There are many recent studies that propose the use of machine learning techniques to provide automated methods for analyzing social media data to reduce the information overload (Imran et al., 2015; Beigi et al., 2016). Machine learning techniques can help transform raw data into usable information by labeling, prioritizing and structuring data, and making them beneficial to responders and to the populace in times of need (Qadir et al., 2016). However, supervised learning algorithms rely on labeled training data to build predictive models. Accurate labeling of data for an emerging crisis is both time consuming and expensive, and, hence, it is not appropriate to assume that labeled data for a current crisis will be promptly available to be used for analysis. The lack of labeled data for emerging crisis events prohibits the use of supervised learning techniques.

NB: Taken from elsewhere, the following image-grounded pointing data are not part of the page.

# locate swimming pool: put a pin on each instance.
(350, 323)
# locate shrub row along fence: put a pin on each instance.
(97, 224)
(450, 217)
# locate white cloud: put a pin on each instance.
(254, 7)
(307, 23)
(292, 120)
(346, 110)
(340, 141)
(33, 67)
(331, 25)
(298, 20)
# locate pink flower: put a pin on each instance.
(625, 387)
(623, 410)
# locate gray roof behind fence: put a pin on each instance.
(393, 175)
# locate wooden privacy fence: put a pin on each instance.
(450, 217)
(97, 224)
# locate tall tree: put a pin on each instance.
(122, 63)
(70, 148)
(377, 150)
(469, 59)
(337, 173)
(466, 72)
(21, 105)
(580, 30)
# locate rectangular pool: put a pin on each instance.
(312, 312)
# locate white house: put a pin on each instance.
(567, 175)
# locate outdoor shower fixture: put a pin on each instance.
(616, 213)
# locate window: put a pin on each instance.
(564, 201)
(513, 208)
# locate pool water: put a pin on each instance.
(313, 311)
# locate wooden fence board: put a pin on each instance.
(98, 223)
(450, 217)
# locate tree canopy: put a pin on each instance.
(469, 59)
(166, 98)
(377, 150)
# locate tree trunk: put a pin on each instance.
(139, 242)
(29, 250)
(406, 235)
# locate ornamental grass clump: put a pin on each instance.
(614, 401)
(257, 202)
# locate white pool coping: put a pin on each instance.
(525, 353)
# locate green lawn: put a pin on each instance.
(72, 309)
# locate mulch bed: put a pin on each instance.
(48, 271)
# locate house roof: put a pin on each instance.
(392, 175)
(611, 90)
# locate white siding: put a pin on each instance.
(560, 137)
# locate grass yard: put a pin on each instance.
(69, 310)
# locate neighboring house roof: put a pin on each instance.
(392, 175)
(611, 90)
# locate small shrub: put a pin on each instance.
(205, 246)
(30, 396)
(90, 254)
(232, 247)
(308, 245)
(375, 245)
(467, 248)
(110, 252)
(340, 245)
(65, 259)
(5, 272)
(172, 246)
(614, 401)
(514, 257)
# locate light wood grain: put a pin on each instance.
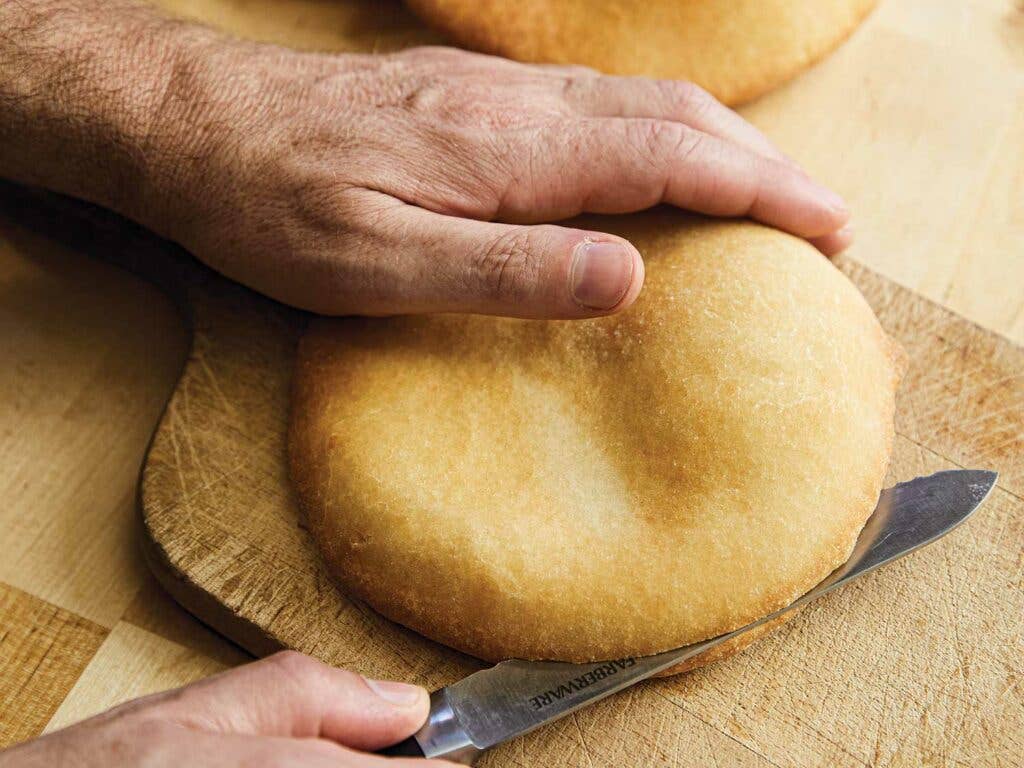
(43, 649)
(876, 675)
(88, 354)
(131, 663)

To address this challenge, several works proposed to use labeled data from prior “source” crises to learn supervised classifiers for a “target” crisis (Verma et al., 2011; Imran et al., 2013; Imran, Mitra, and Srivastava, 2016). However, due to the divergence of each crisis in terms of location, nature, season, etc. (Palen and Anderson 2016), the source crisis might not accurately represent the characteristics of the target crisis (Qadir et al., 2016; Imran et al., 2015). Domain adaptation techniques (Pan and Yang, 2010; Jiang, 2008) are designed to circumvent the lack of labeled target data by making use of unlabeled target data as guideposts for the readily available labeled source data. Studies in the emergency space have shown that using domain adaptation techniques, which use target unlabeled data and source labeled data together, significantly improve classification results as compared to supervised techniques that solely use labeled source data (Li et al., 2015, 2017). Unlabeled data from the target crisis becomes more abundant as the event unfolds, and it can enable the use of domain adaptation techniques during emerging or occurring crisis events.